The first man to settle in
the township and enter a farm was Lemuel Johnson, who
located on the northeast quarter of section 2. He
afterward removed to Ohio. Among the first settlers
of the township were Dennis Quigley, A. G. Lewis,
John Garber, Joseph Grimes, Thomas and James Cole,
William Beyer, John Rowan, Chris. Sarver, Mark W.
Lovett, and Davis Bagby. My Lovett is still living on
the farm he entered in 1848.
The first blacksmith shop
was built by Isaac Otis and son, in 1852 on section
10. The first store was opened by Isaac Otis and Son
in 1852, on section 10, and the same pioneers built
the first gristmill, in 1855. A saw-mill had been
built on section 10, in 1848 by Joseph Grimes and
James Cole. Isaac Otis, Jr., built a woolen mill in
1860, which does a good business.
Elk Township is inhabited
exclusively by an agricultural community, and
contains no villages. There is but one post-office,
and that one, Wood Centre, is on section 29.
There are three Methodist
Episcopal churches in the township each of which is
doing good work, though with a small membership.

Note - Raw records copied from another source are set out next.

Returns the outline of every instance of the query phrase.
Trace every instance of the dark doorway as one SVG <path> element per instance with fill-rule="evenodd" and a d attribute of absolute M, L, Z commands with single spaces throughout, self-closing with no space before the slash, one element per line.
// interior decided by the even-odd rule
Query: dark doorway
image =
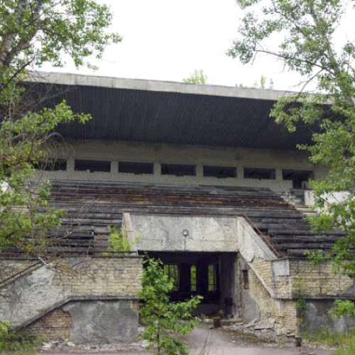
<path fill-rule="evenodd" d="M 151 258 L 160 258 L 174 281 L 172 300 L 179 301 L 200 295 L 203 300 L 198 313 L 216 314 L 222 309 L 233 314 L 234 298 L 235 253 L 150 252 Z"/>

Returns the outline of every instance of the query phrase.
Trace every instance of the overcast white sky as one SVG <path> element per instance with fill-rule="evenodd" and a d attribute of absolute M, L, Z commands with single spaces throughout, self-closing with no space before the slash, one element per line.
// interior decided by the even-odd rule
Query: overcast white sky
<path fill-rule="evenodd" d="M 251 86 L 263 75 L 274 89 L 297 89 L 300 79 L 282 63 L 259 57 L 243 65 L 226 56 L 236 36 L 240 10 L 234 0 L 100 0 L 110 5 L 113 31 L 122 37 L 94 64 L 95 75 L 181 82 L 202 69 L 207 83 Z M 43 69 L 48 70 L 48 66 Z M 78 72 L 68 65 L 62 70 Z"/>

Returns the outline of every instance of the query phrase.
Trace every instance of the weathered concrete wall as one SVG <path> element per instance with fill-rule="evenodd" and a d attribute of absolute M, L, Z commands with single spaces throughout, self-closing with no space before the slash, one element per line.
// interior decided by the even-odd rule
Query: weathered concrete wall
<path fill-rule="evenodd" d="M 332 329 L 345 332 L 355 326 L 355 320 L 348 315 L 334 319 L 329 311 L 334 307 L 334 300 L 305 300 L 300 320 L 300 334 L 317 334 Z"/>
<path fill-rule="evenodd" d="M 69 301 L 136 300 L 143 271 L 141 258 L 76 258 L 68 263 L 67 270 L 43 265 L 2 285 L 0 320 L 9 320 L 18 327 Z"/>
<path fill-rule="evenodd" d="M 138 319 L 138 300 L 72 301 L 31 324 L 26 331 L 46 340 L 75 343 L 136 342 Z"/>
<path fill-rule="evenodd" d="M 271 265 L 258 262 L 260 275 L 267 276 L 268 283 L 272 279 Z M 248 263 L 239 256 L 241 270 L 247 270 L 248 287 L 246 288 L 244 280 L 239 280 L 241 295 L 241 313 L 244 322 L 255 321 L 256 325 L 272 329 L 279 334 L 295 335 L 297 334 L 296 302 L 294 300 L 283 300 L 272 296 L 261 283 L 260 275 L 256 275 Z M 269 283 L 270 285 L 270 283 Z M 272 285 L 272 283 L 271 284 Z"/>
<path fill-rule="evenodd" d="M 129 214 L 137 249 L 148 251 L 236 251 L 232 217 Z M 124 216 L 126 218 L 126 216 Z M 123 225 L 126 222 L 124 220 Z M 184 231 L 187 232 L 184 235 Z"/>
<path fill-rule="evenodd" d="M 270 187 L 285 191 L 292 182 L 283 180 L 282 169 L 313 170 L 315 178 L 324 171 L 313 167 L 307 155 L 297 151 L 239 148 L 202 147 L 100 141 L 69 141 L 66 149 L 58 151 L 60 158 L 67 159 L 67 171 L 45 172 L 50 179 L 144 182 L 178 185 L 209 185 Z M 70 148 L 68 148 L 70 147 Z M 110 160 L 111 173 L 85 173 L 74 170 L 74 159 Z M 134 175 L 118 173 L 118 161 L 138 161 L 154 163 L 152 175 Z M 160 174 L 161 163 L 196 165 L 196 176 L 173 176 Z M 221 179 L 204 177 L 203 165 L 234 166 L 236 178 Z M 244 179 L 243 168 L 271 168 L 276 169 L 275 180 Z"/>

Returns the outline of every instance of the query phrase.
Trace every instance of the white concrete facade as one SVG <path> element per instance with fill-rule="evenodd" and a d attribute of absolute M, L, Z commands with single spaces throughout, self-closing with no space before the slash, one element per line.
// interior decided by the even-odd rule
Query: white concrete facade
<path fill-rule="evenodd" d="M 291 151 L 246 149 L 241 148 L 180 146 L 166 143 L 114 142 L 104 141 L 68 141 L 58 149 L 56 158 L 67 159 L 67 170 L 46 171 L 50 180 L 85 181 L 141 182 L 185 185 L 221 185 L 269 187 L 285 191 L 292 187 L 290 180 L 283 180 L 283 169 L 312 170 L 316 179 L 324 171 L 313 166 L 305 153 Z M 75 171 L 75 160 L 109 160 L 110 173 Z M 153 163 L 153 174 L 134 175 L 118 172 L 119 161 Z M 161 175 L 163 163 L 192 164 L 195 176 Z M 203 165 L 236 168 L 236 178 L 217 178 L 203 176 Z M 244 168 L 268 168 L 275 170 L 275 179 L 244 178 Z"/>

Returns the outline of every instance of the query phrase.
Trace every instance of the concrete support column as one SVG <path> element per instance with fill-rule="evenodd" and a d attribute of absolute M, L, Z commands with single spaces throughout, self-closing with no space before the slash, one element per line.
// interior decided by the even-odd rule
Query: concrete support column
<path fill-rule="evenodd" d="M 276 180 L 282 181 L 283 180 L 283 170 L 281 168 L 276 168 Z"/>
<path fill-rule="evenodd" d="M 180 290 L 190 292 L 191 283 L 190 264 L 180 264 Z"/>
<path fill-rule="evenodd" d="M 197 293 L 206 295 L 208 292 L 208 263 L 200 261 L 197 265 Z"/>
<path fill-rule="evenodd" d="M 236 254 L 224 253 L 219 256 L 219 280 L 221 297 L 220 307 L 224 310 L 226 315 L 236 315 L 237 308 L 236 299 Z"/>
<path fill-rule="evenodd" d="M 74 171 L 74 157 L 67 159 L 67 171 L 70 173 Z"/>

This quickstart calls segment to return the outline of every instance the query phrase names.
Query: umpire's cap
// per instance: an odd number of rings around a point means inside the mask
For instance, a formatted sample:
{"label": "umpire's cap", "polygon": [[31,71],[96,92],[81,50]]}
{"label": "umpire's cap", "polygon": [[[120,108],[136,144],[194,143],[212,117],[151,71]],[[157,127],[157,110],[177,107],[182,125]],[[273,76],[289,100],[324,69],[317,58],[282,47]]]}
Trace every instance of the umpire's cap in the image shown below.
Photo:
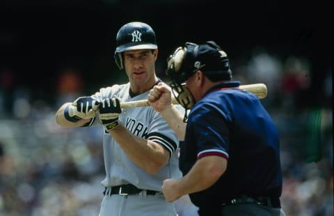
{"label": "umpire's cap", "polygon": [[232,79],[228,56],[214,41],[200,45],[187,42],[184,47],[177,48],[167,61],[166,74],[178,84],[198,70],[214,82]]}
{"label": "umpire's cap", "polygon": [[141,22],[132,22],[123,25],[117,33],[116,46],[115,61],[120,70],[124,68],[122,52],[158,47],[154,31],[148,24]]}

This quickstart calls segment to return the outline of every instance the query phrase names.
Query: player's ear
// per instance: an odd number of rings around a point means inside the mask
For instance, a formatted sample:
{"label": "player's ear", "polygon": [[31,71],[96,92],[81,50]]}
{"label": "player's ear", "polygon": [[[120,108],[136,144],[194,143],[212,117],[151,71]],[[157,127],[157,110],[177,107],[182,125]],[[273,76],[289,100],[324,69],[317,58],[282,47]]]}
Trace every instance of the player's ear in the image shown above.
{"label": "player's ear", "polygon": [[154,56],[154,61],[155,61],[158,58],[158,49],[154,49],[154,51],[153,52],[153,55]]}
{"label": "player's ear", "polygon": [[202,70],[198,70],[196,74],[196,81],[198,84],[198,86],[202,86],[204,84],[205,76]]}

There is also an Adventist church. All of these
churches have regular services.
The first birth in the
township was that of John Lewis, now dead. The first
marriage was that of Jacob Rounds and Phoebe Quigley.
The first death was that of William Beyer.
The first school-house built
in Elk Township was constructed of logs, in 1850, and
was on the southeast quarter of the southeast half of
section 24. It is still standing. The first teacher
was David M. Zearly. This was before the township was
organized. J.B. Bloodsworth was the Treasurer, and he
and John Lockridge were two of the first three
Directors. Philip Fishel was the third Director.
There were then not more than ten scholars in the
whole district. There are now nine schools in the
township, and eight school-houses. One school is
taught in a church. There are 400 children of school
age in the township, and the value of the school
property is $5,925.00. The present Directors are:
District No. 1, John J. Hagaman; No. 2, Fred Craig;
No.3, Wm. Woodall; No. 4, John Taylor; No. 5, C.
Hinkle; No.6, James Flemming; No. 7, George White;
No. 8, A. B. Durphy. The Secretary is F. T.
Pilkington the Treasurer is Elias Hall.
The first Justice of the
Peace after the township was organized were Isaac
Otis, Sr., and William Wooster. Before the township
was organized the first Justice was Joseph Grimes.